10.10.57 – Лаборатория Стадникова была плохо оснащена. Оборудование, можно сказать, было со времен прошлого столетия. Чтобы не мешать друг другу, Стадников со своим помощником Николаем Сергеевичем Рождественским работал с утра до 16-ти часов, а затем до полуночи работал я вместе с Георгием Павловичем Пшеничным.
Между Стадниковым и Рождественским были не совсем гладкие отношения по работе. Оба были старыми химиками. Все годы Рождественский работал в Москве. Ему было лет шестьдесят, он был тучным, ленивым в движениях, имел срок 25 лет. Видимо, Рождественский не очень интересовался работой – его больше интересовала музыка, он любил играть на скрипке. В Москве он играл в любительском оркестре, и тут, в лагере, у него была скрипка, и он играл в оркестре, участвовал в самодеятельности.
Стадников не любил Рождественского и относился к нему с недоверием. Их отношения портились изо дня в день, и спустя два месяца после начала моей работы в ЦНИБе, по требованию Стадникова, Рождественского уволили с работы. По сей день (я случайно встретил его в этом году) он ненавидит Стадникова лютой ненавистью. Тот
косил направо и налево близких ему людей, которые не смогли найти к нему соответствующего подхода.
Пшеничный был совсем другим. Это был высокого роста человек лет пятидесяти двух с приятной внешностью. В годы гражданской войны в России он служил в Белой армии младшим офицером. Вместе с армией Врангеля он ушел в Крым, к берегам Черного моря, а в 20-м году эвакуировался в Турцию.

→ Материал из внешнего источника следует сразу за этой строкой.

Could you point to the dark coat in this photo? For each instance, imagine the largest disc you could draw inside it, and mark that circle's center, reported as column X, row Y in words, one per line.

Некоторое время после этого служил в русской Белой армии за границей, потом поселился в Софии, закончил институт, химический факультет, и женился на дочери мелкого промышленника, занимавшегося изготовлением косметики. После смерти тестя он продолжил его дело. Его парфюмерия стала лучше, появилась постоянная клиентура, в материальном отношении его жизнь была в полном порядке.
В Болгарии он был членом какой-то русской антисоветской организации. В годы второй мировой войны (Болгария воевала на стороне Гитлера) он был в армии, воевал против Советского Союза. После поражения Гитлера и его союзников Пшеничный был арестован и осужден на 10 лет. Так он попал в Воркуту и проработал у Стадникова несколько лет.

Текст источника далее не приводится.